SEA/SEIU Local 1984 began its Strength in Numbers membership drive this fall with the goal of growing our membership in order to make our union stronger. We’re doing this by having conversations whenever and wherever we can. On Saturday, four two-man teams fanned out across Concord to talk with, and more importantly, listen to non-members. That a group of people were willing to give up a Saturday so close to the holidays shows just how important this work is, but according to those who took part, the effort was worth it.
“It was a nice day and it was a great experience,” said Second Vice President Tammy Clark. “I liked that we were greeting people at home, where they feel more in control, and talking with them about why they didn’t join the union.”
That part, listening to people, is important if you hope to ever change their minds. Just being there, face-to-face, is important, too.
“You can’t beat having those one-on-one, personal visits,” Clark said.
Another member who took part, John Hancock of DHHS, said he found himself giving personal examples to the people he was talking with on Saturday.

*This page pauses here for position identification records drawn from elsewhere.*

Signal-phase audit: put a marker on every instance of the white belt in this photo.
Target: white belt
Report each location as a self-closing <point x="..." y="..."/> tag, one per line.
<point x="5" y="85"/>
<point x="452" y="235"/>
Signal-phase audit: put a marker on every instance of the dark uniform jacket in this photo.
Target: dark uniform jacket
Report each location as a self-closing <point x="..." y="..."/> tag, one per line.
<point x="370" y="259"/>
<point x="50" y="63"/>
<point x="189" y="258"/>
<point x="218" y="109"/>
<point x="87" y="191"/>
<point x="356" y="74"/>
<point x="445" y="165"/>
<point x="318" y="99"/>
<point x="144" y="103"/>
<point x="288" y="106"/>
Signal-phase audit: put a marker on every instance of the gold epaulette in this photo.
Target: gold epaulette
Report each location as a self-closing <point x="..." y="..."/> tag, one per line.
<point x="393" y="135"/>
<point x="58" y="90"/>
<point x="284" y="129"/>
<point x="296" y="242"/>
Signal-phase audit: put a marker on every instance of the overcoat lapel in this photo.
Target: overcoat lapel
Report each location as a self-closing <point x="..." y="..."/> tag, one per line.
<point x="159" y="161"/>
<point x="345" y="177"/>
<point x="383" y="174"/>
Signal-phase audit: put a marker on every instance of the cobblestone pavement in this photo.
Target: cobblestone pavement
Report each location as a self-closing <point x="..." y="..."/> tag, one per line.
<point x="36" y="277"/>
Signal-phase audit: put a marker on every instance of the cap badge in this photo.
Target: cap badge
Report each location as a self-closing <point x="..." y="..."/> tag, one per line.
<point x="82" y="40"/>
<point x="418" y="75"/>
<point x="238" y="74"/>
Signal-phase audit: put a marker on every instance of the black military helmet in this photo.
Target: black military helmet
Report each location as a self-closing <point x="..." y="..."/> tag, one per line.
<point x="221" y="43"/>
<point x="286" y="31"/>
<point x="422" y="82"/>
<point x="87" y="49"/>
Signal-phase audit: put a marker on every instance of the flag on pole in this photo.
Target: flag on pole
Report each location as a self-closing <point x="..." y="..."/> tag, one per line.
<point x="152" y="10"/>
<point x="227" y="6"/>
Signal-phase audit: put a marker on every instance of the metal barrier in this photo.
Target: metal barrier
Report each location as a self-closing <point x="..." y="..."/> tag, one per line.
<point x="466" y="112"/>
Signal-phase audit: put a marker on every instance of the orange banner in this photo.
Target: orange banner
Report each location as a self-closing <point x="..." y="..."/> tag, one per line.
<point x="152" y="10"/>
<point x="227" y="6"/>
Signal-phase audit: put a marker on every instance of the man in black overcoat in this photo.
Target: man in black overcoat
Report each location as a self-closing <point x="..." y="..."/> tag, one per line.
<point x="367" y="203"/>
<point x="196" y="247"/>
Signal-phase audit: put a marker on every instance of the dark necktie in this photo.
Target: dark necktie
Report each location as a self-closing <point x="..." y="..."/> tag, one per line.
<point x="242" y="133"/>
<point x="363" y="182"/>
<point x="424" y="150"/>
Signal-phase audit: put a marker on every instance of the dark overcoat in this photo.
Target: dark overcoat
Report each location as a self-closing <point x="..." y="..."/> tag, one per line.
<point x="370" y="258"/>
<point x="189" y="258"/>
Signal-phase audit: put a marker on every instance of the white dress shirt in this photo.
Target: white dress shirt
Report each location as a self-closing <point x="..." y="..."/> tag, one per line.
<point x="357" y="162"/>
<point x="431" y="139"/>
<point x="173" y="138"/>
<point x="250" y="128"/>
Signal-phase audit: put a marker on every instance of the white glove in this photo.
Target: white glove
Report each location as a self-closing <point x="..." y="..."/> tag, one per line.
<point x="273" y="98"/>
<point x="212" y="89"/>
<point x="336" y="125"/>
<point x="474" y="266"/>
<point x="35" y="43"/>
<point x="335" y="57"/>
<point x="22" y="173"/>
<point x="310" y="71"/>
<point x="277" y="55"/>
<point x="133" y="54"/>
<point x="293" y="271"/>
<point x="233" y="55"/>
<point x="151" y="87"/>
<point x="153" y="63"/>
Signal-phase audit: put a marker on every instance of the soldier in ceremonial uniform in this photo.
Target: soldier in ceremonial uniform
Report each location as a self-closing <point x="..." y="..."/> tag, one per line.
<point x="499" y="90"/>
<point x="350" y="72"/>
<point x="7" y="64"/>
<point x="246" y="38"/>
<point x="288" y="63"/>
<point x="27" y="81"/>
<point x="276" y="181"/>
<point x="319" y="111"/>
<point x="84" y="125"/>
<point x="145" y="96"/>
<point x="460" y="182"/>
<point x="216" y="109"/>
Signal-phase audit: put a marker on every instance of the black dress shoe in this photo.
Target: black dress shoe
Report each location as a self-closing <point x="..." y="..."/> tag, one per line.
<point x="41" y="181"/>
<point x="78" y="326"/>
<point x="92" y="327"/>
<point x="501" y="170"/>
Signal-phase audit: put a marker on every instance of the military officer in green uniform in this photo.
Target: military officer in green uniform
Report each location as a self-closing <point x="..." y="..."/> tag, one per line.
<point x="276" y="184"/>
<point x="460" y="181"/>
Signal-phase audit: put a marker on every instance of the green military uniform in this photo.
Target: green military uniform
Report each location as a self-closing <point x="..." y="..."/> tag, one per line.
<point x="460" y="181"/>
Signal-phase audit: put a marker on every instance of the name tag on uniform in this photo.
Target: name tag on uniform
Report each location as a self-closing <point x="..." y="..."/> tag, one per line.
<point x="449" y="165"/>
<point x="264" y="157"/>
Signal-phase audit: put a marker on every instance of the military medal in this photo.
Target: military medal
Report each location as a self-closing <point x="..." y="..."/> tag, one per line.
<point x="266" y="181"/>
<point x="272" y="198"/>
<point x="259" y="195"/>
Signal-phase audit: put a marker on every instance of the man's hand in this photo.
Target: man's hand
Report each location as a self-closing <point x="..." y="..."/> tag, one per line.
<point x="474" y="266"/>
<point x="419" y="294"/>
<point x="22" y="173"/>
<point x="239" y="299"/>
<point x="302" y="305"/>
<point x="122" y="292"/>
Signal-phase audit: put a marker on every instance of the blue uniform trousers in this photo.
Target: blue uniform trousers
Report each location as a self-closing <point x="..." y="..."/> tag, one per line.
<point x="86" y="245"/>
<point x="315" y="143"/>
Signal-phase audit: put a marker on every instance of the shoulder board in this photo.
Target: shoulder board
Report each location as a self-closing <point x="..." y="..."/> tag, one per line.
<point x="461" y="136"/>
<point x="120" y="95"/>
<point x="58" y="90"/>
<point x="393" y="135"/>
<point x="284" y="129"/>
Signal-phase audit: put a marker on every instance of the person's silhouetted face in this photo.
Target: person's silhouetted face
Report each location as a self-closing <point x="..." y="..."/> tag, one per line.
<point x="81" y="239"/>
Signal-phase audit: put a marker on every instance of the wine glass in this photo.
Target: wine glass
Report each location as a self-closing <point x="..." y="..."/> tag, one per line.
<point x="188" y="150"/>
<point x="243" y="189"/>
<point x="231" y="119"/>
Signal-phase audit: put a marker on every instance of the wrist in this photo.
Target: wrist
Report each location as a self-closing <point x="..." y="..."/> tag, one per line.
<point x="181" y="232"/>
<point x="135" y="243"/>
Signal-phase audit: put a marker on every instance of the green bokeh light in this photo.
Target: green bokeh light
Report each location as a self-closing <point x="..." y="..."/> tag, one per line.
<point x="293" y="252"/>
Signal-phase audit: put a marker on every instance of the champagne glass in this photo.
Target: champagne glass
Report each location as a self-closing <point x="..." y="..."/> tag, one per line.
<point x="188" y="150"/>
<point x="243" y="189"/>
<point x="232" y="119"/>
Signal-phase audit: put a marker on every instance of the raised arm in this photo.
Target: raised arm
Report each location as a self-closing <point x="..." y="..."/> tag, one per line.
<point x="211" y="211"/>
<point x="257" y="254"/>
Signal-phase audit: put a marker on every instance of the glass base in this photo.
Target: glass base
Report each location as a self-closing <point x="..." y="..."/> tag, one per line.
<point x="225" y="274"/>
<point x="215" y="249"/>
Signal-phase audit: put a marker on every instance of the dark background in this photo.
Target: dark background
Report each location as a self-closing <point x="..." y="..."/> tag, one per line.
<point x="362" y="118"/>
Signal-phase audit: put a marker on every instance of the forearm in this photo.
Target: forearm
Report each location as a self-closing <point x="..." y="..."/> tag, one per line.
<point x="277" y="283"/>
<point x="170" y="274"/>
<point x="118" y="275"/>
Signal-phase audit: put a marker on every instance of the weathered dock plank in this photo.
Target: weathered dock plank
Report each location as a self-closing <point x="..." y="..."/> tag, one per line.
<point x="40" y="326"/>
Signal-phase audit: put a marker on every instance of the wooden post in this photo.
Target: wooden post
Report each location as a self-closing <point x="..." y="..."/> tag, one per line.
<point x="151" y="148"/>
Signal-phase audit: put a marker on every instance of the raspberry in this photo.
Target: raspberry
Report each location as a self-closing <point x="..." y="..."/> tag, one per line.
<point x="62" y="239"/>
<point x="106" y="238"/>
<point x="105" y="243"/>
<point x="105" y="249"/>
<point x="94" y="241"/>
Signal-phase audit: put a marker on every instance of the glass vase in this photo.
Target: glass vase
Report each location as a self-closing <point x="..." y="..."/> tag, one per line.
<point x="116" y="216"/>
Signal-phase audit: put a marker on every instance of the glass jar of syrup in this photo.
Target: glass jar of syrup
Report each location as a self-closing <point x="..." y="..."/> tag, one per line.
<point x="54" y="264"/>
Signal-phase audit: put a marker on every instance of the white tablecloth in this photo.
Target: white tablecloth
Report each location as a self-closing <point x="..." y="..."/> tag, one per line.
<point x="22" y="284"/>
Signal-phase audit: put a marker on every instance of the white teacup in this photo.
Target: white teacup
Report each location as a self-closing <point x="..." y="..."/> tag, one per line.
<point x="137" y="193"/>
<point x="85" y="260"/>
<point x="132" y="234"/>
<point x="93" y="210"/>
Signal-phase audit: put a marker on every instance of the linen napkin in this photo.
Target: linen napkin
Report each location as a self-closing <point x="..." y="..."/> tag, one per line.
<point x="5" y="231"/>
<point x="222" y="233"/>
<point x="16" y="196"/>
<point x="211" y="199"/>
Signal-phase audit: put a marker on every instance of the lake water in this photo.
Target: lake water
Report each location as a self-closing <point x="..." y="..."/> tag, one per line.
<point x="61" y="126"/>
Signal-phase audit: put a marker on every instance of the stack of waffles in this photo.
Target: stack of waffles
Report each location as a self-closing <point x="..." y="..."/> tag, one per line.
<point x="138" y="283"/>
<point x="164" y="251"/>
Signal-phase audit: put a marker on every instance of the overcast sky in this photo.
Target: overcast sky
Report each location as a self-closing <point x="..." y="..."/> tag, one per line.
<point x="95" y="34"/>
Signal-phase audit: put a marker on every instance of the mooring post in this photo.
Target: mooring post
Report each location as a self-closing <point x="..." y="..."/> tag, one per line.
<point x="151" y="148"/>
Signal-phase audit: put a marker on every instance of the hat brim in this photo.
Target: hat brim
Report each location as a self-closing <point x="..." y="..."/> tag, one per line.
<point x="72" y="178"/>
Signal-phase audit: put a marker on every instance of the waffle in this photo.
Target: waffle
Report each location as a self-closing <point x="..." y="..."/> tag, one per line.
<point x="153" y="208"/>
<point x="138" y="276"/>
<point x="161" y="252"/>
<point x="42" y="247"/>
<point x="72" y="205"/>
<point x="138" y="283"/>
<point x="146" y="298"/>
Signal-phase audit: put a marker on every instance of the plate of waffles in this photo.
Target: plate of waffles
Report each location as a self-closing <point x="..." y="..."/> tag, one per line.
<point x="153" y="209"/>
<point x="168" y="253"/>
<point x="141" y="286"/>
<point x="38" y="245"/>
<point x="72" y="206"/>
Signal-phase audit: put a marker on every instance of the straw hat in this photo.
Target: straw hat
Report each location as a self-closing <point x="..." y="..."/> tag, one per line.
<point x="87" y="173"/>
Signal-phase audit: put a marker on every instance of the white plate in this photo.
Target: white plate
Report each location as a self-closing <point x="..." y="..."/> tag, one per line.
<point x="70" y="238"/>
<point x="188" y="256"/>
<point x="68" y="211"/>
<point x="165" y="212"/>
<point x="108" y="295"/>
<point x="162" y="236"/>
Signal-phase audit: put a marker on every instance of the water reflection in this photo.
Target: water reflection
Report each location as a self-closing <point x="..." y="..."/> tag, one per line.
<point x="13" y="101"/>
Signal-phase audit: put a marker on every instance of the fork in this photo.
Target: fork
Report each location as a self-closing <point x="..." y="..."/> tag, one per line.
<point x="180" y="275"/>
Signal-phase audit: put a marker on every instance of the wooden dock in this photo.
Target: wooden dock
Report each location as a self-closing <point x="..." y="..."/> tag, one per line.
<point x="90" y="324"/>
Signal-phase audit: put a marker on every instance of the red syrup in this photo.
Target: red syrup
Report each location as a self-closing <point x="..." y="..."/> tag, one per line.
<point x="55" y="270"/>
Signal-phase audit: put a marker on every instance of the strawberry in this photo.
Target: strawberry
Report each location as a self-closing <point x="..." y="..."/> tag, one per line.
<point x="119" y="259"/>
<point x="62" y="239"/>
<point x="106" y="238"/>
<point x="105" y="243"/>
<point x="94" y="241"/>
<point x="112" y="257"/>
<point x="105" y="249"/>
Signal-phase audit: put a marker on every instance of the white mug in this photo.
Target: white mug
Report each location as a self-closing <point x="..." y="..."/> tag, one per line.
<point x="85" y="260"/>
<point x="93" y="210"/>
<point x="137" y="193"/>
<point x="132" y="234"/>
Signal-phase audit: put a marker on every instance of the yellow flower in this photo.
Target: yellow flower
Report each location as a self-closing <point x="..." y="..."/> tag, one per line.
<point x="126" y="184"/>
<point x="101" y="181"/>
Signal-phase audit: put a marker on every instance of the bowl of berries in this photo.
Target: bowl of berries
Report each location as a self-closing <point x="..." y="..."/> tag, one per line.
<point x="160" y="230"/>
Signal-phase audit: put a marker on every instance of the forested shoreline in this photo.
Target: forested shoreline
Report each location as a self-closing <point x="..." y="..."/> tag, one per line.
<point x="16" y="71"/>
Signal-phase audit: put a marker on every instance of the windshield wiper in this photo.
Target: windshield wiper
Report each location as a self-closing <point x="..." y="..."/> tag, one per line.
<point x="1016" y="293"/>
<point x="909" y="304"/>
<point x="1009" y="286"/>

“I think people can relate better to personal stories, as when I was talking about my son’s illness,” Hancock said, pointing out how important quality health benefits are when someone you love falls ill. Health benefits, he noted, are just one of the things we advocate for. “The union is always there fighting for us. I want to join that fight and I want other people to join that fight.”
Hancock said he was initially hesitant about knocking on strangers’ doors, but that changed quickly.
“I think when you engage people in conversation, they respond really well,” he said. “I told one person, ‘we’ll be a better union if you join,’ and I think that’s true of all employees.”
It all comes back to those three defining words: Strength in Numbers. The more people we have moving together, acting as one, the more we can achieve.
“The more people we have as members, the stronger our position will be in bargaining, improving working conditions and so much more,” Hancock said.